Miguel Rivera
Miguel Rivera-Ortega is an artist living and working in Kansas City Missouri (USA). His approach to color is informed by his interest in Latinamerican identity history, and his approach to printmaking is non-linear and complex. His multilayered expanded media work is created with intaglio, relief and lithographic printmaking techniques as well as digital tools such as laser and CNC technology. Currently Miguel is working on a series of works on paper addressing religious architecture, mapping and how they are used to instill colonialism.
The technical aspects of Miguel’s work includes researching a process using routers and lasers to create singular non-printable matrices on clear materials. He says, “The matrices will be the final products and will function as the matrix and the substrate using color resin instead of printing ink. After working the last series of works taking the printmaking structure to alternative materials, I think trying clear plastics and resins will help me reveal the beauty of hidden layers in past works.”
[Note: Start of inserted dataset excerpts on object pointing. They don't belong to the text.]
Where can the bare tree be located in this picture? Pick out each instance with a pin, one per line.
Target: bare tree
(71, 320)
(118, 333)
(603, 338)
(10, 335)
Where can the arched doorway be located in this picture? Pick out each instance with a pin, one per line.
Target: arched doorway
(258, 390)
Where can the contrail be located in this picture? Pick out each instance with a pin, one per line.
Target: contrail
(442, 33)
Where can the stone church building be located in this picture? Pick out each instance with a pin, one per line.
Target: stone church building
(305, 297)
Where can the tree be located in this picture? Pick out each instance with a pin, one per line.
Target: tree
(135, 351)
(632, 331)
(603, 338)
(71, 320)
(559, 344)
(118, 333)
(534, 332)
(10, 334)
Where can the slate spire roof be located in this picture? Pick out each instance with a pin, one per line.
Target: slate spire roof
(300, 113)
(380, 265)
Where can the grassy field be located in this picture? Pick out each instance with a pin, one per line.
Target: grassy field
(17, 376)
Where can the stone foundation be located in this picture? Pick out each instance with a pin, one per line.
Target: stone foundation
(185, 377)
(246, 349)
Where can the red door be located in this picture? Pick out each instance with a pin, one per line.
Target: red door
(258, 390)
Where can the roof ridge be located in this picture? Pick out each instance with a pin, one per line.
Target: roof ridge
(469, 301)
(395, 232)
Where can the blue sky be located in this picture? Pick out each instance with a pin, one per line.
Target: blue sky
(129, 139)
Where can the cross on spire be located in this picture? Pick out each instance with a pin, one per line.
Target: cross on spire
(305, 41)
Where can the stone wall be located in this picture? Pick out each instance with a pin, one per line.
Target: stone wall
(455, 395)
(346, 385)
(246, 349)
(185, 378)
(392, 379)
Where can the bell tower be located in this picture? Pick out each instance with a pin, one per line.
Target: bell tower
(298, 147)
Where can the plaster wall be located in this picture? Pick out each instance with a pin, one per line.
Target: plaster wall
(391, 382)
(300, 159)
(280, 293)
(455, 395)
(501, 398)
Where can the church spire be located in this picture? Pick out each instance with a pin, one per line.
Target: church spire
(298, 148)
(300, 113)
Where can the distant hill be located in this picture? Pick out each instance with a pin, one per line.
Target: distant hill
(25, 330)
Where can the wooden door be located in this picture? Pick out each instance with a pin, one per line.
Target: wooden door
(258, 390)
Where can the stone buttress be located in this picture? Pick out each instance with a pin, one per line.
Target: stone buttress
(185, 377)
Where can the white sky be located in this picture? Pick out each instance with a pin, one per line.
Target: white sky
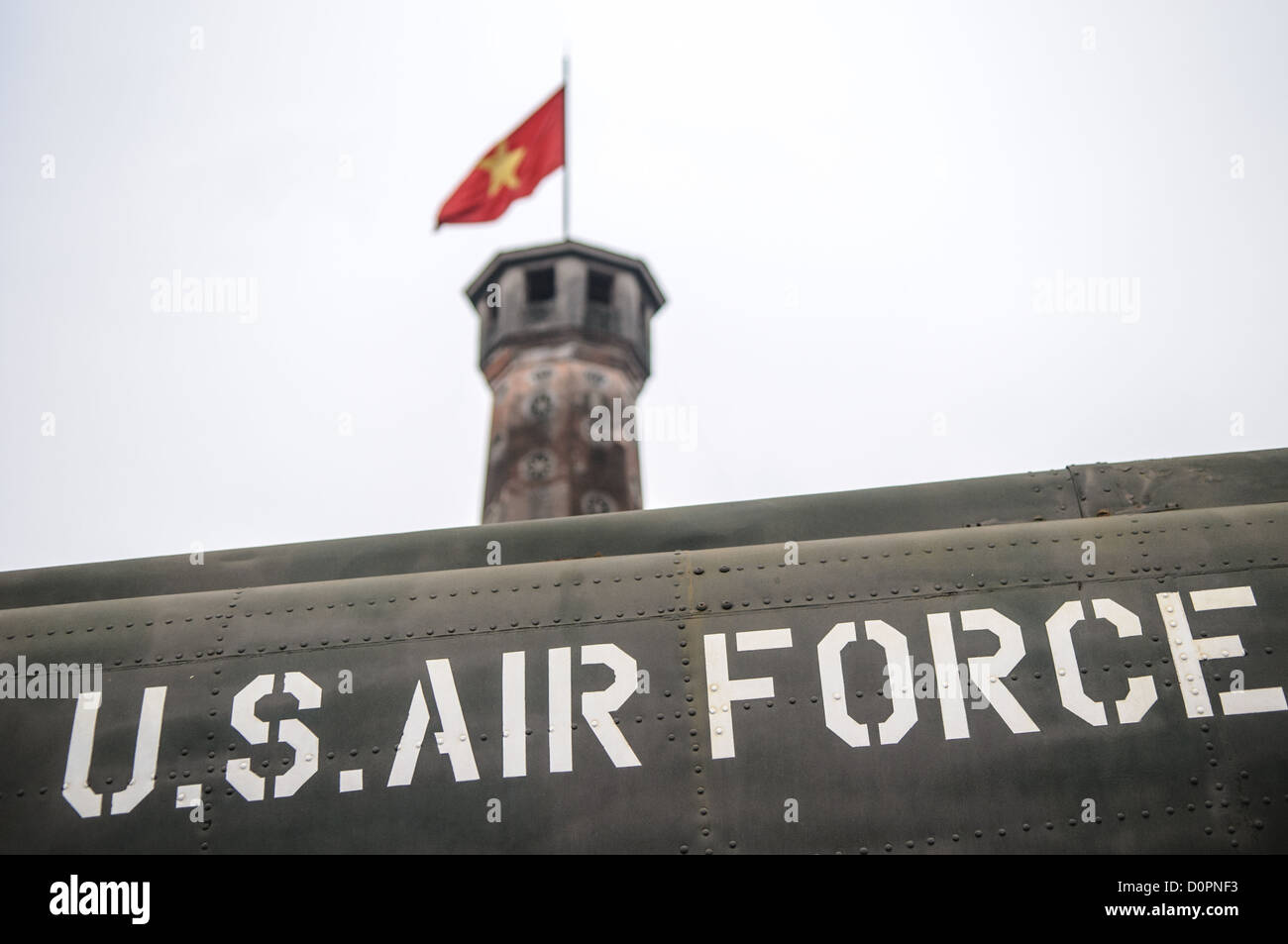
(849, 206)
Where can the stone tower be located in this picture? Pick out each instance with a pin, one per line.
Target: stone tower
(562, 329)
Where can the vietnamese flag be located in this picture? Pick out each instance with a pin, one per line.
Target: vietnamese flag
(511, 168)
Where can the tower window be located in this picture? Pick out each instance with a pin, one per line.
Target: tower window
(599, 288)
(541, 283)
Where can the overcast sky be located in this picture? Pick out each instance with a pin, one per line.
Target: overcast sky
(866, 218)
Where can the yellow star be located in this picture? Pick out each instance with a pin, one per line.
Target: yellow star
(501, 163)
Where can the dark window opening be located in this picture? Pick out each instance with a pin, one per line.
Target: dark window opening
(541, 283)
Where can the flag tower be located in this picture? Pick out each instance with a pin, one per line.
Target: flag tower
(563, 339)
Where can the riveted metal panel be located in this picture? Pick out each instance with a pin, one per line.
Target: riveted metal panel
(1166, 784)
(1166, 484)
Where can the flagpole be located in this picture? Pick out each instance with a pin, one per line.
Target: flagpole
(566, 147)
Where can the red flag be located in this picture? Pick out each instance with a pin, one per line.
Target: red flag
(511, 168)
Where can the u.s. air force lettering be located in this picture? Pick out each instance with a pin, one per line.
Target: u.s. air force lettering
(533, 706)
Are there specific associations towards color in your work?
I like reading historical novels that explain our lack of understanding of our origins. I am gravitating to the fascinating history of the early American colonies (the entire American continent).
I enjoy authors like Charles Mann and Karen Armstrong and the way they narrate conflict in great detail. Mann explains the fascinating history of how produce and raw materials from the Americas helped revive a decadent Europe in the 1500s. Red colors from tomatoes, shiny metals, yellow from potatoes, browns from chocolate and turquoise greens from stones and birds represented the “exotic” new world. I find myself gravitating around these analogies in my own work.
What are the references, research, or aspects of history that your work includes?
My direct references are images that represent my concern with identity and cultural history. Memory for me is the recollection and use of graphic images of places I have lived in. One of my personal interests is the pathos of Catholic cathartic images found in Mexican catholic churches, especially those illustrating physical suffering in saints and crucifixes. I also like to include maps as drawing structures to segment my otherwise chaotic images.
In a broad context, I am also reacting to the western perception of Latin American art of being eloquent, exotic and bright. Although these perceptions are in part true, I also believe that natural light in most of Central America and South America informs and influences artists to adopt the natural chromatic environment available to them.
This was the case with the muralist movement like Siqueiros, Orozco and Rivera and the architect Luis Barragan who would collect samples of the local flora to match the colors in his house installations. I use this approach since it helps me to select and identify color choices for my own work under a different local light.
What can printmaking ink achieve regarding color in your work that no other material can?
I took a series of drawing and painting courses in Mexico and in Oregon in tandem with my printmaking major studies. After a series of frustrated attempts to paint a transparent flat red on a painting, which was necessary for the subject matter, I came to the realization that printmaking ink provided the right path to achieve perfect layers of flat or translucent colors that I could not achieve in any other way. I understood that rolled ink and pressure was the perfect approach to my goals then.
Lately my work explores the overload of information problem by superimposing color images upon color images. Some images or layers may be hand drawn on a plate or directly on paper and some others may be mechanically produced also on the same surface. It may take 8 to 12 colors to make a single image at the end. The visual effect I see at that point may be exactly the same narrative I see in our complex everyday world. I believe that color has become part of my narrative which was predominantly B&W for a long time.
What colors or color palette do you usually recall when you dream?
According with Robert J. Ross M.S., the vast majority of humans dream in color. For me it is sepias and greens. I remember a lot of city sodium lights with these hues from my first memories in my hometown, Guanajuato.